= Centre for Research on Educational and Community Services =

The Centre for Research on Educational and Community Services, or CRECS, is a research centre that collaborates with organizations in the education, social services and health sectors on research, evaluation, and training. Together, they work to improve social programs and policies for citizens, specifically those facing social exclusion.

CRECS was founded in Ottawa, Ontario and continues to operate at the University of Ottawa.

== History ==
CRECS was founded by professors Tim Aubry and Robert Flynn as the Community Services Research Unit (CSRU). The CSRU aimed to provide a point of contact between University of Ottawa faculty and students with community organizations, with the intention of collaborating on research projects that would develop and further success in health and social services. The CRSU also established a summer program offering training to practitioners in the non-profit sector. The research unit began over 20 studies with organizations and government agencies in the Ottawa area. They worked in several areas, including child welfare, homelessness, community mental health, and developmental disabilities. Continuing its success, CRSU received official status as a research centre and became the Centre for Research on Community Services (CRCS) within the Faculty of Social Sciences.

The Centre continued to grow with the addition of new collaborators and researchers, including Professors Brad Cousins, Doug Angus and Marie Drolet. As more staff members and both graduate and undergraduate students began to work at CRCS, the Centre increased its presence in the community through various externally funded projects and continued to work with many graduate students at the university.

In 2006, the centre was established as a bi-faculty research centre, the first of its kind, at the University of Ottawa. Along with the sponsorship came a name change, with the Centre being renamed to its current title, the Centre for Research on Educational and Community Services. Several other important changes were implemented, notably the creation of a Graduate Certificate Program in Program Evaluation, designed to train individuals in the public, private, and not-for-profit sectors so that they are able to conduct their own program evaluations.

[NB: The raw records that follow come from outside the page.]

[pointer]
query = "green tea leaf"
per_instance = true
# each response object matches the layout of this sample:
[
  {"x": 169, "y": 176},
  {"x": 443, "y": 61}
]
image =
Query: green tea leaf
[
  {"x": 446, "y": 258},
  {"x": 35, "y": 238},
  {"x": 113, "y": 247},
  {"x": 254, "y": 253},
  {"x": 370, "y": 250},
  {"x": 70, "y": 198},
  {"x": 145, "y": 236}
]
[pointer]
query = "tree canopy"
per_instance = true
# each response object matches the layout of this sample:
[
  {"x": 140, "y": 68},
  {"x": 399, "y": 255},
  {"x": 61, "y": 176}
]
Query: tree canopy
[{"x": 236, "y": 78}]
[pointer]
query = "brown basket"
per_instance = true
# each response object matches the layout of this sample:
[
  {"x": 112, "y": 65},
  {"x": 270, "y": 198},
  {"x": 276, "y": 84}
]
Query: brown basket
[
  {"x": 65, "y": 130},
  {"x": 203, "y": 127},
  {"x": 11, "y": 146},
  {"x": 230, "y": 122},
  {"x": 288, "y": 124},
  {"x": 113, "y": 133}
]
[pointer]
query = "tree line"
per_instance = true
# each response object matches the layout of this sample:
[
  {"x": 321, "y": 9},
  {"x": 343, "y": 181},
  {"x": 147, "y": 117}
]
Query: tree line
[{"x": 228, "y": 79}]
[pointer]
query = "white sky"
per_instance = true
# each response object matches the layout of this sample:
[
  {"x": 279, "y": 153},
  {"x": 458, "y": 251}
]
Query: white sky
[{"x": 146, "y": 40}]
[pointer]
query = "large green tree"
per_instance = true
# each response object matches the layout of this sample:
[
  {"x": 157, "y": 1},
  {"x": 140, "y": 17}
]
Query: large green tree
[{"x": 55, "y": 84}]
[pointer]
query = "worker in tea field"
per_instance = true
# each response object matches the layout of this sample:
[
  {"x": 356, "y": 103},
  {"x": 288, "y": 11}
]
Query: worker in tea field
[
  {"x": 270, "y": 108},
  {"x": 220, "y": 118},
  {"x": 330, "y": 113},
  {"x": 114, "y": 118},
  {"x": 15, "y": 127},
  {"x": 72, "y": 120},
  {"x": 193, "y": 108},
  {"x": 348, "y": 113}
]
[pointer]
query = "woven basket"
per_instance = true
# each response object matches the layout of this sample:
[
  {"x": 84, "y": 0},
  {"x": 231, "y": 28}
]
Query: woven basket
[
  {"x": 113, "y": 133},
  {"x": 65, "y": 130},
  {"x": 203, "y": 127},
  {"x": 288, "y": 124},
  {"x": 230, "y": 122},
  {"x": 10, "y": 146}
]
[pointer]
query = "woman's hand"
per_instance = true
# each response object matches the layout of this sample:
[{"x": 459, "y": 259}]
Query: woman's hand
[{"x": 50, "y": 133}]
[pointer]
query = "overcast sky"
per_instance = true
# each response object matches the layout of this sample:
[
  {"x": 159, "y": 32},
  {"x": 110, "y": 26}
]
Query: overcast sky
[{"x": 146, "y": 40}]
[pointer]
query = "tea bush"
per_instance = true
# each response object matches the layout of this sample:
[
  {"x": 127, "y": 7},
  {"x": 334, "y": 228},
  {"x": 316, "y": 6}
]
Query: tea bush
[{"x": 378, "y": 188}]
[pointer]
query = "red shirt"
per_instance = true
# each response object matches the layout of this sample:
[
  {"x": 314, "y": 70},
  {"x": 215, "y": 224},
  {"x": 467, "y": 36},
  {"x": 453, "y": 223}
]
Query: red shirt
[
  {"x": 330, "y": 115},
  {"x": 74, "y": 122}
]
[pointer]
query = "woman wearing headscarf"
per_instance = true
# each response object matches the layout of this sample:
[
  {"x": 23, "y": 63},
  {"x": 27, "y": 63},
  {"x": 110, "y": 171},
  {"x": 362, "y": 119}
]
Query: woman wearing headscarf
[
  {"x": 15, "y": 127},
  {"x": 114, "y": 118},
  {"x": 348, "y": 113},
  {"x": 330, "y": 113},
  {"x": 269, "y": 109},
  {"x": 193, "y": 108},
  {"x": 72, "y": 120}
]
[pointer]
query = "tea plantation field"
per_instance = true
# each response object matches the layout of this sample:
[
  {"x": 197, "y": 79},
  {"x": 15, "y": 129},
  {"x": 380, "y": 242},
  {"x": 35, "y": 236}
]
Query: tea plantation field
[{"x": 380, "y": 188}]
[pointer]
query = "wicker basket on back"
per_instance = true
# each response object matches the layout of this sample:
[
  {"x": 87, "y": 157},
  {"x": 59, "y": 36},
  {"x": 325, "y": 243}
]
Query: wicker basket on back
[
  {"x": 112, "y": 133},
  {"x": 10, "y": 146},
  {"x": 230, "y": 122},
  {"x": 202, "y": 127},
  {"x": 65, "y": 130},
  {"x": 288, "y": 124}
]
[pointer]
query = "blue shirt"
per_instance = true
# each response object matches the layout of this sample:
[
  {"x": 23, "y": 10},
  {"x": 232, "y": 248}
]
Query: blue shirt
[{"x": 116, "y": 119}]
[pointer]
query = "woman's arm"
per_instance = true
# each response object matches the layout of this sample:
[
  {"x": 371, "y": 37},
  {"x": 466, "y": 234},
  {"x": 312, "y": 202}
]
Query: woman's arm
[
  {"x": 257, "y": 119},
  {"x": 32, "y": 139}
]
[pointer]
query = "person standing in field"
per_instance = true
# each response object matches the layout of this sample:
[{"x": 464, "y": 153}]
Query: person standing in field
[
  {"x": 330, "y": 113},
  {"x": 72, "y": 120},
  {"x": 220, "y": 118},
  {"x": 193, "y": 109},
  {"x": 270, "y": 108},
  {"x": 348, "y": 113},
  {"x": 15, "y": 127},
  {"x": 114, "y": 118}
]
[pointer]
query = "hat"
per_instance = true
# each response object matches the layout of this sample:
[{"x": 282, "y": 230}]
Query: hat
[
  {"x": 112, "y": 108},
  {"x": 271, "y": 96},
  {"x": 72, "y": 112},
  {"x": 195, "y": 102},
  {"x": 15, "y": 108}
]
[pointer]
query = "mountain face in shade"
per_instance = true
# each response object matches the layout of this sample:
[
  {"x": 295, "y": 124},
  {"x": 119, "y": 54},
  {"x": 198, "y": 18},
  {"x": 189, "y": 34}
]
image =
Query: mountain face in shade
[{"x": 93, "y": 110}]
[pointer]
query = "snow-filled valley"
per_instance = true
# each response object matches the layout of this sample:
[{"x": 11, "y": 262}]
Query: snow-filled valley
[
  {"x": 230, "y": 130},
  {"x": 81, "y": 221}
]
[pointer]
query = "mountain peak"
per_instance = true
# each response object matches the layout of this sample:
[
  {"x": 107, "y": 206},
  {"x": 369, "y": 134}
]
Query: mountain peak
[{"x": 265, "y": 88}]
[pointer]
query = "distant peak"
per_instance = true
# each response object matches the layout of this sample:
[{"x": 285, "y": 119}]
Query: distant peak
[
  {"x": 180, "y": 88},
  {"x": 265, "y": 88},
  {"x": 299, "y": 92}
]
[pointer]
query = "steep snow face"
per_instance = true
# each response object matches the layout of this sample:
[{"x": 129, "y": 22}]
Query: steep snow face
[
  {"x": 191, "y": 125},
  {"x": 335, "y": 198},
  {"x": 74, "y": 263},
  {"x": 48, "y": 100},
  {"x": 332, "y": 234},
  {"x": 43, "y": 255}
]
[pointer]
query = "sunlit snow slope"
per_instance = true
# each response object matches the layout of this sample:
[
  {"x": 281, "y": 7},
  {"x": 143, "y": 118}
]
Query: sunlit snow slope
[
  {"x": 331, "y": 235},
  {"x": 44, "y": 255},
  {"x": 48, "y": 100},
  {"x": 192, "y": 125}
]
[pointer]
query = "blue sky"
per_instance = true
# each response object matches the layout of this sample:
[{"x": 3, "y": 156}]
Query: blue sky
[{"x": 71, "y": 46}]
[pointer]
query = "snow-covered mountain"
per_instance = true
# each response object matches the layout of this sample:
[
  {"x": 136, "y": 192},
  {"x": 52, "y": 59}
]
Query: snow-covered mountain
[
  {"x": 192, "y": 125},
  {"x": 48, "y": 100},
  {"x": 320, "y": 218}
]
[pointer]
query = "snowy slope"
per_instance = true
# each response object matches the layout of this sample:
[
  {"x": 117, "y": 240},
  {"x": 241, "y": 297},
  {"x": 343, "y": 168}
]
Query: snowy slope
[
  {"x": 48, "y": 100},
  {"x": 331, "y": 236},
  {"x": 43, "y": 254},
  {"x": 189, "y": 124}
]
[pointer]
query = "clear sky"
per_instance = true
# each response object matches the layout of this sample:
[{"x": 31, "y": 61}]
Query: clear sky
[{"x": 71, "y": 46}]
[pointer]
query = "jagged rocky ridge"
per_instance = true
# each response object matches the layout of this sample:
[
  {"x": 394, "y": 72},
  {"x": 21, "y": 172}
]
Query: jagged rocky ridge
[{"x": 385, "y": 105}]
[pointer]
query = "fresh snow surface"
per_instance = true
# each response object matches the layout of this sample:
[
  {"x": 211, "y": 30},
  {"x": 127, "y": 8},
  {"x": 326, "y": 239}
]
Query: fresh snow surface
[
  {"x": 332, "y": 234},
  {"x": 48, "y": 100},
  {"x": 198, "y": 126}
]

Since then, the centre has continued to grow and continue its success. Visibility for the Centre continually increases with initiatives such as regular noon hour colloquiums and creating a web-based video series. CRECS has also organized research and training forums in collaboration with community organizations and providing funding and support for students.

== Strategic goals ==
CRECS is guided by the four strategic goals set by the University of Ottawa in its activities. Undergraduate, graduate, and post-doctoral students are involved with the centre.

Additionally, the Centre worked towards developing leaders through internationalization.